To trust or not to trust: that was the question
By Justin Norrie Education Reporter
October 21, 2005
Media critics … Daniella Cavasinni and Montana Linkio.
Photo: Sahlan Hayes
The media are not to be trusted, HSC student Montana Linkio tells the Herald. That much she has learnt from her final year of English studies.
"No offence, seriously - but I'm quite cynical about the media now," she said. "Whenever I see that woman on Today Tonight all I can think of is Brooke Vandenberg from Frontline."
Montana and her classmate, Daniella Cavasinni, from Tara Anglican School for Girls at North Parramatta, studied six episodes of the D-Generation's current affairs spoof for yesterday's advanced English exam.
They were asked to write an essay for the "Telling the Truth" elective explaining how "representation" in the show was affected by "deliberate selection and emphasis".
"The media lies. It's everywhere in the media: selection and emphasis," Daniella adds, just to make the point nice and clear.
It is especially evident, she says, among critics of the English syllabus, who say it has been hijacked by radicals intent on brainwashing youth with unfashionable critical theory.

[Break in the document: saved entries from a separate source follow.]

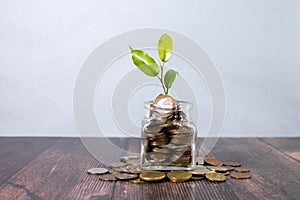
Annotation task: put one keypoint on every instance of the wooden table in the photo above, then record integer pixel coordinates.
(55, 168)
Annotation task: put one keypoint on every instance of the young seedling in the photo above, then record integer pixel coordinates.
(149, 67)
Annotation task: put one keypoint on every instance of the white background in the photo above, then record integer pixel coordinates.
(255, 45)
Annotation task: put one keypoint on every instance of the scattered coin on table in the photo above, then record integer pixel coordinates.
(137, 181)
(179, 176)
(126, 176)
(242, 169)
(215, 176)
(152, 176)
(107, 177)
(212, 161)
(129, 169)
(97, 171)
(231, 163)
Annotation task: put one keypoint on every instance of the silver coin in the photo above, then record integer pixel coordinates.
(97, 171)
(117, 164)
(125, 176)
(200, 171)
(218, 169)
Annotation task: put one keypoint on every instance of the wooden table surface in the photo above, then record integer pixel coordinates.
(55, 168)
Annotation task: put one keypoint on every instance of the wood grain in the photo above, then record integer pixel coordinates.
(289, 146)
(15, 153)
(52, 168)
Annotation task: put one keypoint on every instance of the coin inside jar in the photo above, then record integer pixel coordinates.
(179, 176)
(152, 176)
(163, 106)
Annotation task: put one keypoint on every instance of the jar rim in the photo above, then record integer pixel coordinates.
(183, 105)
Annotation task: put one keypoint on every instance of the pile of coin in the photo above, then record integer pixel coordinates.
(167, 138)
(129, 169)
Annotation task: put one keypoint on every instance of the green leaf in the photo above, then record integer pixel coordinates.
(165, 47)
(144, 62)
(170, 78)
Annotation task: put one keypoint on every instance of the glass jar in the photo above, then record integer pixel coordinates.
(168, 138)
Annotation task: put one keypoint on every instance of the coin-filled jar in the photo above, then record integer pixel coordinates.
(168, 137)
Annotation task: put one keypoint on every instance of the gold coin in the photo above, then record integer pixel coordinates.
(134, 162)
(126, 176)
(97, 171)
(218, 169)
(179, 176)
(229, 168)
(215, 176)
(136, 181)
(200, 171)
(197, 178)
(152, 176)
(232, 163)
(242, 169)
(158, 157)
(117, 164)
(107, 177)
(238, 175)
(121, 169)
(212, 161)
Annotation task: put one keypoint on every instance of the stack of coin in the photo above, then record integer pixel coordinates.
(168, 139)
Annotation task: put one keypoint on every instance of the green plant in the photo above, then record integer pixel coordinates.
(149, 67)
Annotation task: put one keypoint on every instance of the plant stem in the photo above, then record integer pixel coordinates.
(161, 64)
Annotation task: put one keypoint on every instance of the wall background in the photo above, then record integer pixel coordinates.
(255, 45)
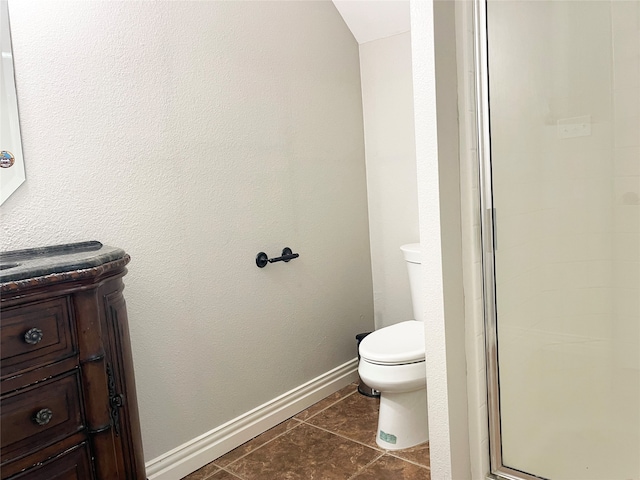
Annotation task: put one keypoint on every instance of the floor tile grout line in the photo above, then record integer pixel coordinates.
(407, 460)
(327, 407)
(367, 465)
(377, 449)
(300, 422)
(286, 431)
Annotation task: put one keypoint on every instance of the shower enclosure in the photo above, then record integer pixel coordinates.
(559, 109)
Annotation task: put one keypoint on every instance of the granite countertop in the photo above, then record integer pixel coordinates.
(36, 262)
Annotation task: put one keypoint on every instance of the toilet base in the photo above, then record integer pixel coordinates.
(402, 420)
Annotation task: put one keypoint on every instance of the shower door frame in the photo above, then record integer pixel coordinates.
(488, 239)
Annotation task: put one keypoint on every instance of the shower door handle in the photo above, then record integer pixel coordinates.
(491, 243)
(494, 229)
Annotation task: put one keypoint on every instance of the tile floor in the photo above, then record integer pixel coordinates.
(333, 439)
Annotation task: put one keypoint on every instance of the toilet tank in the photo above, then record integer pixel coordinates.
(412, 253)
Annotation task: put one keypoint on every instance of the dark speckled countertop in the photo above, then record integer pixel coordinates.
(36, 262)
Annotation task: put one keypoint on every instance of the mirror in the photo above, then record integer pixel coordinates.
(11, 159)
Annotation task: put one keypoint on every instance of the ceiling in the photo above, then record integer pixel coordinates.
(374, 19)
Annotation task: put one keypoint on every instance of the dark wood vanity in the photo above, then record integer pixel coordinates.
(68, 406)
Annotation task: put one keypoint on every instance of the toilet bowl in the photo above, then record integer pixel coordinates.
(392, 361)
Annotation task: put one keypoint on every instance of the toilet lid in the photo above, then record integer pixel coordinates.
(397, 344)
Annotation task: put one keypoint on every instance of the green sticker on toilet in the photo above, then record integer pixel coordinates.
(387, 437)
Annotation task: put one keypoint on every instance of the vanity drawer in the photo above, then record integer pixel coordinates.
(35, 334)
(73, 465)
(39, 415)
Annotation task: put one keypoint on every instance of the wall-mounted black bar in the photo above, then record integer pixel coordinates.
(287, 254)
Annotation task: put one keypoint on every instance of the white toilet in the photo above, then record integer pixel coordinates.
(392, 362)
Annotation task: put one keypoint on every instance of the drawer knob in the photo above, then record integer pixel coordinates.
(42, 417)
(33, 336)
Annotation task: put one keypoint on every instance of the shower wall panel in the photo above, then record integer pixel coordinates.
(563, 79)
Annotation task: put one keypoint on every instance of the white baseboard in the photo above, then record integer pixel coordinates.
(202, 450)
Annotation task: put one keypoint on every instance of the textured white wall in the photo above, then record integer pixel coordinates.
(193, 135)
(387, 102)
(435, 93)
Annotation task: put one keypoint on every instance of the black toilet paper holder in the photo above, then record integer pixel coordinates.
(287, 254)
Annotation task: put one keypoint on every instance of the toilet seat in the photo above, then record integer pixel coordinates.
(397, 344)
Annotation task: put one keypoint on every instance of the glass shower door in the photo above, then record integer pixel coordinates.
(563, 111)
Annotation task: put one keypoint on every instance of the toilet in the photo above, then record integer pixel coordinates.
(392, 362)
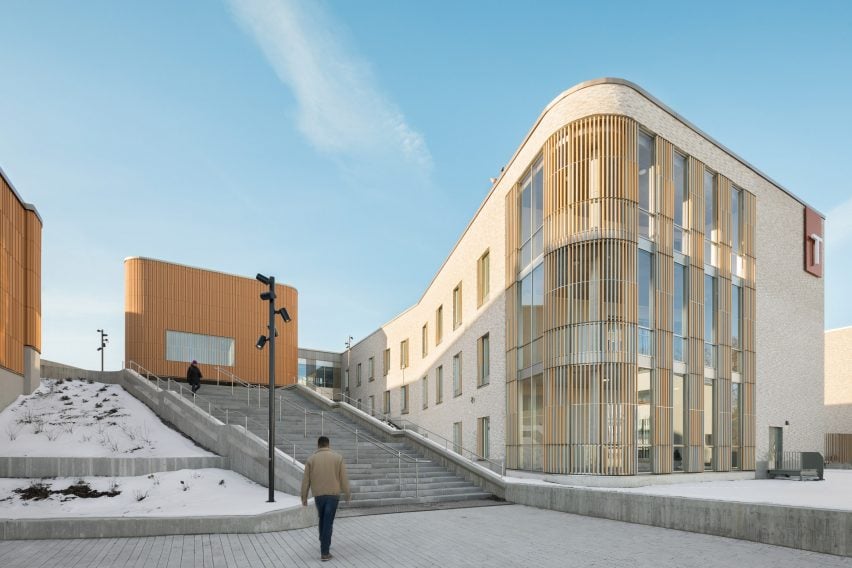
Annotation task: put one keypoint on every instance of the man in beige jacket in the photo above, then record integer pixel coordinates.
(325, 477)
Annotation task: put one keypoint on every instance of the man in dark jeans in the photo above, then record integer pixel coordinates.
(193, 376)
(325, 477)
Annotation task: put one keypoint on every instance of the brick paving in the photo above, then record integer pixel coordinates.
(511, 535)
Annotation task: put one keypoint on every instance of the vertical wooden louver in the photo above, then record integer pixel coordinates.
(590, 353)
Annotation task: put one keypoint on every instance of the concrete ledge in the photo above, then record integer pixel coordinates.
(103, 467)
(817, 530)
(114, 527)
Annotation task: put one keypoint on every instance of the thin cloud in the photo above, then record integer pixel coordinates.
(340, 109)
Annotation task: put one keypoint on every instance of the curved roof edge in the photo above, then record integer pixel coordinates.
(24, 204)
(202, 269)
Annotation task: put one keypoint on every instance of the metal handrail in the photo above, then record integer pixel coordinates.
(226, 412)
(501, 466)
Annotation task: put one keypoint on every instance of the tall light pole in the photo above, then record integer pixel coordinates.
(269, 296)
(104, 341)
(348, 351)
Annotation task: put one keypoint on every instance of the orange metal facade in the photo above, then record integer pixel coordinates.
(20, 279)
(161, 296)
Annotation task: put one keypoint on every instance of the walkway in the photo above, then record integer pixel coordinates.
(487, 536)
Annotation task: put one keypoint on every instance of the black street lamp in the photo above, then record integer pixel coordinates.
(104, 341)
(269, 296)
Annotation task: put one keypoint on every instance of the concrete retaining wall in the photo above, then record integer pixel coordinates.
(105, 467)
(818, 530)
(113, 527)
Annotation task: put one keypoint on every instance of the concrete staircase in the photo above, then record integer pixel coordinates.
(381, 474)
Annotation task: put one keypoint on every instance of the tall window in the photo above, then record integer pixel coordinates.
(424, 340)
(736, 329)
(646, 302)
(386, 362)
(403, 354)
(710, 226)
(457, 306)
(643, 419)
(646, 162)
(483, 275)
(483, 435)
(736, 228)
(708, 424)
(457, 374)
(483, 357)
(736, 432)
(678, 434)
(709, 321)
(681, 196)
(679, 313)
(532, 202)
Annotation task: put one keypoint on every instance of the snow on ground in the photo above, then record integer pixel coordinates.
(76, 418)
(184, 493)
(835, 492)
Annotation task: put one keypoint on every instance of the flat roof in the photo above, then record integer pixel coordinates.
(199, 268)
(28, 206)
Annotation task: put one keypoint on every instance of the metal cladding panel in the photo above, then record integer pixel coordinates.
(161, 297)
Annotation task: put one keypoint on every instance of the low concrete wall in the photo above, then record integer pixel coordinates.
(113, 527)
(102, 467)
(818, 530)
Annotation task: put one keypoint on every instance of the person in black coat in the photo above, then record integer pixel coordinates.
(193, 376)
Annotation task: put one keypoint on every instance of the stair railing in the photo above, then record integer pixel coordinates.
(359, 436)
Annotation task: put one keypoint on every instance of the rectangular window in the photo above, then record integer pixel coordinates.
(646, 302)
(457, 374)
(709, 321)
(403, 354)
(708, 424)
(207, 349)
(483, 360)
(425, 392)
(736, 329)
(679, 313)
(710, 235)
(457, 441)
(483, 435)
(646, 163)
(457, 306)
(424, 340)
(681, 183)
(483, 274)
(678, 421)
(736, 433)
(403, 399)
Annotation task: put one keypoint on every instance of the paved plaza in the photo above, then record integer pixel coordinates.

"People who say the syllabus is radical, they're the ones making radical claims," Montana said.
By comparing Shakespeare's tragedy Hamlet with Tom Stoppard's 1967 interpretation of it, Rosencrantz and Guildenstern Are Dead, students could see how fundamental values had endured over centuries, the pair said.
"It was a really interesting way of studying. It became quite philosophical to see how the life and death issue in Hamlet became the basis for the nihilism and existentialism in Stoppard's play," Montana said.
"It was so much better than doing Shakespeare-on-a-pedestal in that boring old-fashioned approach."
Tara students Lilly Jones-Weir, Kirrilly Whittington and Mia van Niekerk said the standard English paper was too time-consuming and vague. "You had to know so many texts and you had to do three essays in 40 minutes each. It was horrendous," Lilly said. "The last question we didn't know whether to do an essay or a speech - no one knew."
English teachers agreed that both exams were challenging. The head of English at Cecil Hills High School, Stephen Plummer, said the advanced and standard papers were both "quite fair, but much less conceptual and much more challenging than Monday's papers".